Setiap anggota harus memberikan sebagian waktu untuk kepentingan pembinaan profesinya, dan semua waktu dan tenaga yang diberikan oleh para anggota ini dikoordinasikan oleh para pejabat organisasi tersebut, sehingga pemanfaatannya menjadi efektif dan efisien. Dengan perkataan lain setiap anggota profesi, apakah ia sebagai pengurus atau sebagai anggota biasa, wajib berpatisipasi guna memelihara, membina, dan meningkatkan mutu organisasi profesi, dalam rangka mewujudkan cita-cita organisasi.
Dalam dasar keenam dari kode etik ini dengan gamblang juga dituliskan, bahwa guru secara pribadi dan bersama-sama, mengembangkan, dan meningkatkan mutu dan martabat profesinya. Dasar ini sangat tegas mewajibkan kepada seluruh anggota profesi guru untuk selalu meningkatkan mutu dan martabat profesi guru itu sendiri. Siapa lagi, kalau tidak anggota profesi itu sendiri, yang akan mengangkat martabat suatu profesi serta meningkatkan mutunya.
Untuk meningkatkan mutu suatu profesi, khususnya profesi keguruan, dapat di lakukan dengan berbagai cara, misalnya dengan melakukan penataran, lokakarya, pendidikan lanjutan, pendidikan dalam jabatan, studi banding, dan berbagai kegiatan akademik lainnya.

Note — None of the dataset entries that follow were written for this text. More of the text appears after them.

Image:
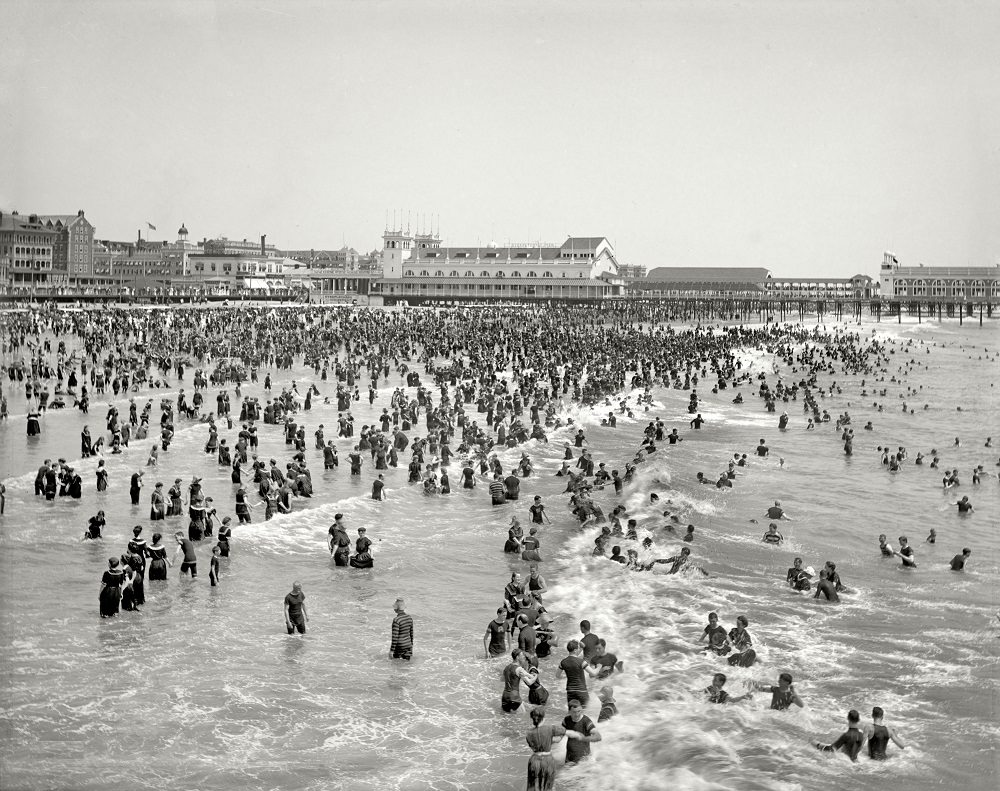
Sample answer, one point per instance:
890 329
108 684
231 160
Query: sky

Jadi, kegiataan pembinaan profesi tidak hanya terbatas pada pendidikan prajabatan atau pendidikan lanjutan di perguruan tinggi saja, melainkan dapat juga di lakukan setelah yang bersangkutan lulus dari pendidikan prajabatan ataupun sedang dalam melaksanakan jabatan.
Usaha meningkatkan dan pengembangan mutu profesi dapat di lakukan dengan cara perseorangan oleh para anggotanya, ataupun juga dapat di lakukan secara bersama. Lamanya program peningkatan pembinaan itu pun beragam sesuai dengan yang di perlukan. Secara perseorangan peningkatan mutu profesi guru dapat di lakukan baik secara formal maupun secara informal. Peningkatan secara formal merupakan peningkatan mutu melalui pendidikan dalam berbagai kursus, sekolah, maupun kuliah di perguruan tinggi atau lembaga lain yang berhubungan dengan bidang profesinya. Di samping itu, secara informal guru dapat saja meningkatkan mutu profesinya dengan mendapatkan informasi dari mass media ( surat kabar, majalah, radio, televisi, dan lain-lain ) atau dari buku-buku yang sesuai dengan bidang profesi yang bersangkutan.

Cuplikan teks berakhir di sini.